The court, composed of Tindal CJ, Park J and Vaughan J, rejected the defendant's argument, holding that the lower court's jury instructions were correct and therefore affirming the verdict. Tindal CJ wrote that there is:

... a rule of law which says you must so enjoy your own property as not to injure that of another, and according to that rule the defendant is liable for the consequence of his own neglect; and though the defendant did not himself light the fire, yet mediately, he is as much the cause of it as if he had himself put a candle to the rick, for it is well known that hay will ferment and take fire if it be not carefully stacked.

The court stated that to judge,

whether the Defendant had acted honestly and bona fide to the best of his own judgment . . . would leave so vague a line as to afford no rule at all... [Because the judgments of individuals are...] as variable as the length of the foot of each... we ought rather to adhere to the rule which requires in all cases a regard to caution such as a man of ordinary prudence would observe.

The court indicated that although this was a case of first impression, the "man of ordinary prudence" standard was supported by a similar duty of care applied in cases of bailment, in which liability was imposed only for negligence relative to that standard. The court also viewed the "reasonable man" standard as supported by the long-settled principle that persons must use their property so as not to harm that of others (sic utere tuo ut alienum non laedas). Finally, the court held that the question of whether the defendant was liable because of negligence in violation of the reasonable person standard was a proper question for the jury ("The care taken by a prudent man has always been the rule laid down; and as to the supposed difficulty of applying it, a jury has always been able to say, whether, taking that rule as their guide, there has been negligence...").

==Significance==
The defense counsel had argued that there was no duty imposed on the defendant to be responsible for the exercise of any given degree of care, in contrast to the duty of care imposed on common carriers and bailees, or under an implied contract.
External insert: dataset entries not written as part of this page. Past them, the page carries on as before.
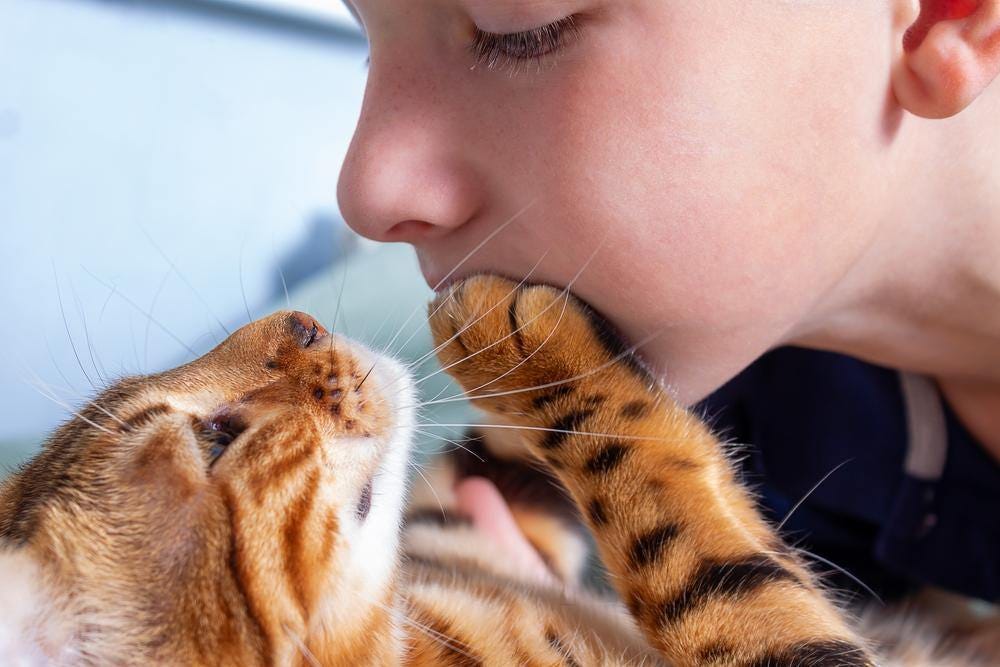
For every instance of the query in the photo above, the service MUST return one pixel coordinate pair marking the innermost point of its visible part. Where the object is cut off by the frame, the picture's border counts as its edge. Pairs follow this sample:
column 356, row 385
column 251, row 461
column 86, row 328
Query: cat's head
column 246, row 504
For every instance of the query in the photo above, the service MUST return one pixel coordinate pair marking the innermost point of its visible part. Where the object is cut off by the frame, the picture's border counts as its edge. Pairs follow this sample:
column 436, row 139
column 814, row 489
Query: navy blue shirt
column 915, row 500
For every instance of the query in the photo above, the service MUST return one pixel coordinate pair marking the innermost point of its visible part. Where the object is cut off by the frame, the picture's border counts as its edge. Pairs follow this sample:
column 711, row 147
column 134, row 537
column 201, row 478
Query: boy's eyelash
column 509, row 51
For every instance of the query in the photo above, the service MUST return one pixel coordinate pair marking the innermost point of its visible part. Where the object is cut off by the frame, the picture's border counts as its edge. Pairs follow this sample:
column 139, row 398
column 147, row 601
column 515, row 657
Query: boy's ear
column 950, row 55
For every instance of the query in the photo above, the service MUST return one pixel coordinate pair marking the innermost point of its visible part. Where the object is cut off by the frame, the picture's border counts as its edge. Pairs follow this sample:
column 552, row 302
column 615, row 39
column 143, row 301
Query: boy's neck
column 925, row 297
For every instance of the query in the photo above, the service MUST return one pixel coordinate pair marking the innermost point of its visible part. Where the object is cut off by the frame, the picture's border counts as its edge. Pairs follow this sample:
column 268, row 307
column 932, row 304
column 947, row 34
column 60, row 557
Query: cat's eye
column 220, row 432
column 509, row 50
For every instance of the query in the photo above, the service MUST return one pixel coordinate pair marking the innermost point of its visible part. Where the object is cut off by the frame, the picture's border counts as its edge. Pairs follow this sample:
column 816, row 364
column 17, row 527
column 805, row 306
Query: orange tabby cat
column 246, row 509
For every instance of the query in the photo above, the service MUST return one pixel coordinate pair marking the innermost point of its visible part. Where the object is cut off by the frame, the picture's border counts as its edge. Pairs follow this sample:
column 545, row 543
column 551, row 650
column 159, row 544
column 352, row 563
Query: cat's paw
column 513, row 345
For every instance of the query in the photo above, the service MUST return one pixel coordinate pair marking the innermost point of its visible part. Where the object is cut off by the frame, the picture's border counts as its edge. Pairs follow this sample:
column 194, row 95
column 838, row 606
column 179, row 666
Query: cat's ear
column 950, row 54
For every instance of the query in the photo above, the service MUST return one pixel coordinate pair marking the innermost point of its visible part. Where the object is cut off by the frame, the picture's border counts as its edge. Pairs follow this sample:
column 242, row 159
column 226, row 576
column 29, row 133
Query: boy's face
column 724, row 159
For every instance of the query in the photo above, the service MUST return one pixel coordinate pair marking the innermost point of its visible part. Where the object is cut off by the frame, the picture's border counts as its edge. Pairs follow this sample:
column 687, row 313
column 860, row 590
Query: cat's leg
column 472, row 480
column 706, row 578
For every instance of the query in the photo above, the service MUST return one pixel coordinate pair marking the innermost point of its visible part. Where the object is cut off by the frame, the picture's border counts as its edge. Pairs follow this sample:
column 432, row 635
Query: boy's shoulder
column 900, row 484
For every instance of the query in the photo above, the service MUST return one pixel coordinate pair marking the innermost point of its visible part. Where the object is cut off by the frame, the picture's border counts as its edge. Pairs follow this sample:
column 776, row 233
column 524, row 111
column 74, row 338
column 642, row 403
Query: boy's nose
column 407, row 175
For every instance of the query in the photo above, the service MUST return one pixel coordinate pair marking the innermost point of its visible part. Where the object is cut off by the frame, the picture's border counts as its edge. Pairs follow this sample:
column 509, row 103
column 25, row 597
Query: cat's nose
column 306, row 329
This case was decided during a transitional period in the history of the common law rule on negligence and liability. Until the mid- to late 19th century in the United States and England, there was no settled standard for tort liability. Courts in the early 19th century often found a negligence requirement for liability to exist only for common carriers or bailees. English and U.S. courts later began to move toward a standard of negligence based on a universal duty of care in light of the "reasonable person" test.

Vaughan v. Menlove is often cited as the seminal case which introduced the “reasonable person” test not only to the tort law, but to jurisprudence generally. This assertion is false. A 2019 law review article discovered that the misidentification of Vaughan v. Menlove as the birthplace of the “reasonable man of ordinary prudence” originated from a typographical error in an influential tort treatise, Prosser’s Law of Torts (4th edition), which erroneously cites the date of the case as “1738” rather than “1837.” Although no cases earlier than 1738 were found to apply a reasonable person standard, there exist several cases prior to 1837 applying the reasonable person standard. The error was corrected after the fourth edition of Prosser’s treatise, however subsequent legal scholars have continued to repeat the claim that Vaughan v. Menlove is where the “reasonable person” concept first appeared in the law, as the misattribution propagates indirectly through a citation network.